Assigning user permissions and roles via SCIM in Fluid
Once you have configured SCIM identity synchronisation, see Setup SCIM Identity Syncronization (Azure AD) you can optionally manage Fluid security roles and license types from AD. Users are assigned to specific groups in Active Directory which are in turn mapped to user roles or license types within Fluid.
If you decide not to do this, then user security roles / license types will need to be managed internally within Fluid via the User Administration console.
The AD group name is the key used for Fluid role mapping, you need to create the AD group according to the list below, ensure the group name is exactly as defined. Users which are apart of the AD group, will be mapped and assigned to the corresponding security role / license type in Fluid.
Security Roles
1. Create all the groups listed in the table in Active Directory.

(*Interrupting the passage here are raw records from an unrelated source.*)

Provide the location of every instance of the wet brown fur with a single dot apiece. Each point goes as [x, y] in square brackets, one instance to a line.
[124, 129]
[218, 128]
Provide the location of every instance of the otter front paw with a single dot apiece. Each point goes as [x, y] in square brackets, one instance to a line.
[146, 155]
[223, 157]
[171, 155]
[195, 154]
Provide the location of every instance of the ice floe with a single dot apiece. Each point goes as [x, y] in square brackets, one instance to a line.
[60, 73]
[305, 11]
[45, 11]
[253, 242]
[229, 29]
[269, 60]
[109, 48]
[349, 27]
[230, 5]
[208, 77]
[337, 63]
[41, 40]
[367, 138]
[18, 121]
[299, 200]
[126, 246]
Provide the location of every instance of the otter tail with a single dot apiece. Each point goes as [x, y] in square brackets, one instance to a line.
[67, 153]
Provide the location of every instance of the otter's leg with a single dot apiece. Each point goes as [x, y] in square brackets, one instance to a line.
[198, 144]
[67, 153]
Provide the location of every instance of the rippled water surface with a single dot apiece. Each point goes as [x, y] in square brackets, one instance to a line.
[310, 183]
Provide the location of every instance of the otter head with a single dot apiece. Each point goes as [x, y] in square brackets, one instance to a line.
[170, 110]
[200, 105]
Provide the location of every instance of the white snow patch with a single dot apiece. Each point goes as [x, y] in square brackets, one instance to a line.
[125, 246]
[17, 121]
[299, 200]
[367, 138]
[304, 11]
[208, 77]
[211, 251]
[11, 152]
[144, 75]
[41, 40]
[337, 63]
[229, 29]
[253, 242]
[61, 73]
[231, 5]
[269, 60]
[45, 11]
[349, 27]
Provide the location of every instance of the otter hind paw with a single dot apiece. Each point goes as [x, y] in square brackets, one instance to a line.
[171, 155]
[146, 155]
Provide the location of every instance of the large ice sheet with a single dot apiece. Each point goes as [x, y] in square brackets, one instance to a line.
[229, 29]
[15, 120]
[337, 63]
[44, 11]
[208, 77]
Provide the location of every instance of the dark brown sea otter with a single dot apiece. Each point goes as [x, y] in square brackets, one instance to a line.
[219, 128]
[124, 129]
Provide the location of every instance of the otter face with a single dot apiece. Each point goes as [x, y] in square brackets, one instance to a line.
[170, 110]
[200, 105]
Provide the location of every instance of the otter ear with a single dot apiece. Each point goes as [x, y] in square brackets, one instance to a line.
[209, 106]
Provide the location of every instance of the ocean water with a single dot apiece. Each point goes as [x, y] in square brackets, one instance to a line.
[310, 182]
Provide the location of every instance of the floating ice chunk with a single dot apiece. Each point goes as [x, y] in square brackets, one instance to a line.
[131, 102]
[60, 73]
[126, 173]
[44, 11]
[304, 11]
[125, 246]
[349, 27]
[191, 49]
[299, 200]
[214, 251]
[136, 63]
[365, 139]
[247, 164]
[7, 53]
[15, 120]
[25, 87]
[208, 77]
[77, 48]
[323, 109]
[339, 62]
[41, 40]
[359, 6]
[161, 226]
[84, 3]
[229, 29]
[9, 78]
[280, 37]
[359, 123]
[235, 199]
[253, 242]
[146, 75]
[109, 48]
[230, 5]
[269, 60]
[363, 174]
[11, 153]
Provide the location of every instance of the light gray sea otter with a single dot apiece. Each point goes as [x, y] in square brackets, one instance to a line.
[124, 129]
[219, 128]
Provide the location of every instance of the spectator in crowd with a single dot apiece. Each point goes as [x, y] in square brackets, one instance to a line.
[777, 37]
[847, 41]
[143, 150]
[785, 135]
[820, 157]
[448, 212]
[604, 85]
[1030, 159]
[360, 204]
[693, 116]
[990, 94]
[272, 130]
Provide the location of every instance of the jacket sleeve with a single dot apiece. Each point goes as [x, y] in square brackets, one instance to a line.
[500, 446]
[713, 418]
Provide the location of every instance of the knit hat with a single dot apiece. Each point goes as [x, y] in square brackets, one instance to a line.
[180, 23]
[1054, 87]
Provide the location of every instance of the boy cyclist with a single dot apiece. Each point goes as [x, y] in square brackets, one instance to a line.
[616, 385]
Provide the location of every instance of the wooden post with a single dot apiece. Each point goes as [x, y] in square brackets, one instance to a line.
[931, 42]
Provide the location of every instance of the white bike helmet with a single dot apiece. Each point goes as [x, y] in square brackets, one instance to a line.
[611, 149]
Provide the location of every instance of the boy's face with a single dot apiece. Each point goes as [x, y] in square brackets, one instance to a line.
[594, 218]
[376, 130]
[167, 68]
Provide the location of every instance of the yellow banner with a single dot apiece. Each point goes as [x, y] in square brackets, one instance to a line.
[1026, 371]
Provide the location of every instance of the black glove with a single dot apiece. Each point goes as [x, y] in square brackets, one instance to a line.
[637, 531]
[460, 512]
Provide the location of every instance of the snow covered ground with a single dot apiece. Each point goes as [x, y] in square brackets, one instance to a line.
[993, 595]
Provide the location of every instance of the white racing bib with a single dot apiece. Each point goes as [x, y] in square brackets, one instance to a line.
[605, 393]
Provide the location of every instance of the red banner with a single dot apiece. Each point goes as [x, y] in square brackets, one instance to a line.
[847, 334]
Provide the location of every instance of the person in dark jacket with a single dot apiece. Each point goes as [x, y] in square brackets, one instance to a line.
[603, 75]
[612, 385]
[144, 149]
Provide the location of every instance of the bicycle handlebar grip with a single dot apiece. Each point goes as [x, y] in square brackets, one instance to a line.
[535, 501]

Group in Active Directory | Role in Fluid |
Fluid Accountable Executive | Accountable Executive |
Fluid Application administrator | Application administrator |
Fluid Benefit access | Benefit access |
Fluid Budget Approver | Budget Approver |
Fluid Data Administrator | Data Administrator |
Fluid Financial access | Financial access |
Fluid Financial Administrator | Financial Administrator |
Fluid Project access | Project access |
Fluid Project administrator | Project administrator |
Fluid Project submission | Project submission |
Fluid Project Viewer | Project Viewer |
Fluid Resourcing access | Resourcing access |
Fluid Team manager | Team manager |
Fluid Timesheet administrator | Timesheet administrator |
Fluid Timesheet Exempt | Timesheet Exempt |
Fluid User | User |
Fluid User Administrator | User Administrator |
For more information on the security user roles, see User Security Roles.
2. Assign all the groups to the Enterprise Application.
3. To assign a user a role in Fluid, add them as a member to the appropriate group with in the Enterprise Application. You can also assign the user to a group for the license type that will be applied to the user.
Example:
1. To provision a user with only the Fluid User role: add the user as a member of the "Fluid Users" group in Active Directory.
2. To provision the user with the Fluid Project Administrator role add the user as a member of the "Fluid Users" and the "Fluid Project Administrator" groups.
License Type
Users created in Fluid as part of SCIM are automatically assigned the "User" security role and "Unlicensed" license Type. To manage license type as part of your AD user onboarding, then you need to define the AD groups per the table below and assign the users accordingly.
If you decide not to do this, then license types will need to be managed internally within Fluid via the User Administration console.
Below are the AD groups for license type. You will need to create the AD group as defined below.
1. Create all the groups listed in the table in Active Directory.
Group in Active Directory | License Type |
Fluid Licensed User | Licensed User - all roles are available. |
Fluid Collaborator User | Collaborator License - locked to three roles: project access, timesheet exempt, user |
Fluid Unlicensed User | Unlicensed User - disallow login remove the user role. |
2. Assign all the groups to the Enterprise Application.
3. To assign a user a license type in Fluid, add them as a member to the appropriate group with in the Enterprise Application.
Example:
To provision a user with only the Collaborator License type: add the user as a member of the "Fluid Collaborator User" group in Active Directory.